Por qué la hostelería está hecha para el mantenimiento recurrente
La hostelería es uno de los pocos segmentos comerciales donde el mantenimiento no es opcional, es una condición para seguir abierto.
- Cadencia de código e inspección, la NFPA 96 marca la frecuencia de limpieza de extracción según el volumen de cocción, y el departamento de salud espera una cocina con mantenimiento, esto es recurrente por ley, no por gusto.
- El equipo que falla cierra el negocio, la refrigeración, el HVAC y la extracción no son comodidades en un restaurante u hotel, cuando se caen el ingreso se detiene, así que la prevención sale más barata que la emergencia.
- Carga de temporada, el verano golpea la refrigeración y el HVAC, y una instalación que tiene a un contratista en calendario no es la que anda llamando por una emergencia en plena ola de calor.
Cada una de esas necesidades es una razón para que una instalación conserve a un contratista de cabecera en vez de jugársela con quien conteste el teléfono. Tu trabajo es ser el contratista que está en el calendario.
Encuentra a la persona que firma de verdad
La razón más común de que un acuerdo de mantenimiento se atore es ofrecerlo a la persona equivocada. En la hostelería quien firma depende del tamaño de la operación.
- Restaurante independiente, firma el dueño o el gerente general, y normalmente es quien sintió el dolor de la última falla, entra con el tiempo de operación, no con las funciones.
- Hotel o instalación más grande, el gerente de instalaciones o de mantenimiento es dueño de la relación y el gerente general o el propietario aprueba el presupuesto, necesitas a los dos, al gerente para especificar y al principal para firmar.
- Grupo de varias unidades o regional, un gerente regional de instalaciones o un administrador de propiedades compra para muchas ubicaciones a la vez, conseguir uno de estos es ganar una ruta, no un cliente.
Pasa al que decide entrando con el costo del tiempo caído y la inspección de la que es responsable, no con cuántas camionetas tienes. En la hostelería quien decide compra tranquilidad y una inspección limpia, vende eso.
Estructura un acuerdo que conserven
Un contrato de mantenimiento que se renueva es uno en el que la instalación ve valor cada mes, no solo una línea en una factura. Estructúralo para que el valor se vea.
- Alcance y calendario, define las visitas preventivas, qué cubre cada una y la cadencia, amárrala a la cadencia del código (NFPA 96, refrigeración, HVAC) para que el acuerdo también los mantenga en cumplimiento.
- Respuesta y prioridad, el verdadero valor de un contrato es que la instalación pasa al frente de la fila en una emergencia, una ventana de respuesta definida y despacho prioritario es lo que están pagando por proteger.
- Incluido vs adicional, deja claro qué cubre el acuerdo y qué se cobra aparte, refacciones, fuera de horario, reparaciones mayores, para que no haya sorpresas que amarguen la renovación.
- Reportes, deja un registro de servicio después de cada visita y un resumen sencillo que el gerente pueda subir de nivel, la documentación es lo que justifica la renovación en temporada de presupuesto.
Estructúralo en niveles si eso ayuda a la instalación a decir que sí, pero deja que el valor, el tiempo caído evitado y una inspección limpia, lleve la conversación. El contratista que muestra el valor conserva el contrato.
Convierte un proyecto en un contrato
El mejor momento para conseguir un acuerdo de mantenimiento es justo cuando acabas de demostrar que vales la pena.
- Ofrécelo al terminar, justo después de pasar una inspección, quitar una etiqueta roja o salvar una cocina en una emergencia, el valor está fresco y el dueño te escucha, ese es el momento de proponer el calendario.

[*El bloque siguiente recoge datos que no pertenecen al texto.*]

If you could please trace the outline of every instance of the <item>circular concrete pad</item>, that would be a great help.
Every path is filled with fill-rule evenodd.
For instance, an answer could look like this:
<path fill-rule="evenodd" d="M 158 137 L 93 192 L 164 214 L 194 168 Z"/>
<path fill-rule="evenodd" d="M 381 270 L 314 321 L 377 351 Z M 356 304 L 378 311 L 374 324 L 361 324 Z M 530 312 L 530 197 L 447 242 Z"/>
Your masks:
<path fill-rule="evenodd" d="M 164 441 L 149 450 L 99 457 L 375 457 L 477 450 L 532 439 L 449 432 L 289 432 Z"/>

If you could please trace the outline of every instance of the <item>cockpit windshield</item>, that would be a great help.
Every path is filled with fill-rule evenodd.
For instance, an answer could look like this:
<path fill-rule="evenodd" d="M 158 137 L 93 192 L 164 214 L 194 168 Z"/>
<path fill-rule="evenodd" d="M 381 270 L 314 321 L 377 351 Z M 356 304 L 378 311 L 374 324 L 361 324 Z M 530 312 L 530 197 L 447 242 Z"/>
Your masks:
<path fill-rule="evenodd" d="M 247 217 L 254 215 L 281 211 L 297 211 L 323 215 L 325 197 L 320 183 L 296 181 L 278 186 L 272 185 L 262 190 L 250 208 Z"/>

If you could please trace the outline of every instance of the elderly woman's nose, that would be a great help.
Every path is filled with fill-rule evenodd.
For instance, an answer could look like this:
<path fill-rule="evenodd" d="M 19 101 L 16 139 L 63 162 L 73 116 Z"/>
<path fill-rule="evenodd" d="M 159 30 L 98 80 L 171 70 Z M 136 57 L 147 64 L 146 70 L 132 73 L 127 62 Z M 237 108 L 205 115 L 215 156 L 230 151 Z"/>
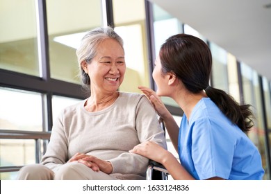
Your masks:
<path fill-rule="evenodd" d="M 115 63 L 113 63 L 110 69 L 110 73 L 120 73 L 119 68 L 117 67 Z"/>

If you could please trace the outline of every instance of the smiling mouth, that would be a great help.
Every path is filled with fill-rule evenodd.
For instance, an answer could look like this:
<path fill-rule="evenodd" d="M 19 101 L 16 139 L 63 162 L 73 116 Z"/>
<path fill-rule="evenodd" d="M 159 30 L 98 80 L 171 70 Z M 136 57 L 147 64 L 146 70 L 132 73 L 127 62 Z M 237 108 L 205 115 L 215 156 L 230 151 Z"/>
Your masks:
<path fill-rule="evenodd" d="M 118 78 L 106 78 L 106 80 L 108 80 L 108 81 L 113 81 L 113 82 L 115 82 L 117 81 L 118 79 Z"/>

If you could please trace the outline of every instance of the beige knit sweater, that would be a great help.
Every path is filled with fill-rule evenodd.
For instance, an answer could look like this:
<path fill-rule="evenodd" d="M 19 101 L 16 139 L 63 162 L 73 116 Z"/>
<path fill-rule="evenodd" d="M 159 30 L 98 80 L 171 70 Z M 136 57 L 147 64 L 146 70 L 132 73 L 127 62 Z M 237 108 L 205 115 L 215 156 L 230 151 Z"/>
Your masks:
<path fill-rule="evenodd" d="M 42 164 L 56 171 L 82 152 L 110 161 L 112 175 L 118 179 L 145 179 L 149 159 L 128 151 L 150 140 L 166 148 L 164 132 L 147 97 L 120 92 L 112 105 L 96 112 L 85 109 L 85 100 L 67 107 L 54 121 Z"/>

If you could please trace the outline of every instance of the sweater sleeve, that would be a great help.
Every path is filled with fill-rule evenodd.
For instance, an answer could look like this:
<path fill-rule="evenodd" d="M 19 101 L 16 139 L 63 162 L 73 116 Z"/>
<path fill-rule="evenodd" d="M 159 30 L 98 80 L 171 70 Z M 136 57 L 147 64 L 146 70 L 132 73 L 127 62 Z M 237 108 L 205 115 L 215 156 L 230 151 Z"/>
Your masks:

- Agrupa la necesidad recurrente, ya sabes lo que esta cocina necesita por cadencia, limpieza de extracción, servicio de refrigeración, cambios de filtro, armalo como un solo acuerdo en vez de una serie de llamadas sueltas.
- Vuélvete la llamada de cabecera, un registro de mantenimiento con tu nombre, dejado en sitio después de cada visita, te hace el contratista obvio cuando se descomponga otra cosa, así un contrato se vuelve relación y una relación se vuelve referencias.
Un proyecto, bien definido y terminado limpio, es el inicio de una relación recurrente, no el final de un trabajo. Esa es la diferencia entre perseguir el siguiente proyecto y construir una cartera de negocio, y el tipo de trabajo comercial con licencia verificada que SearchLocalPro está hecho para conectar.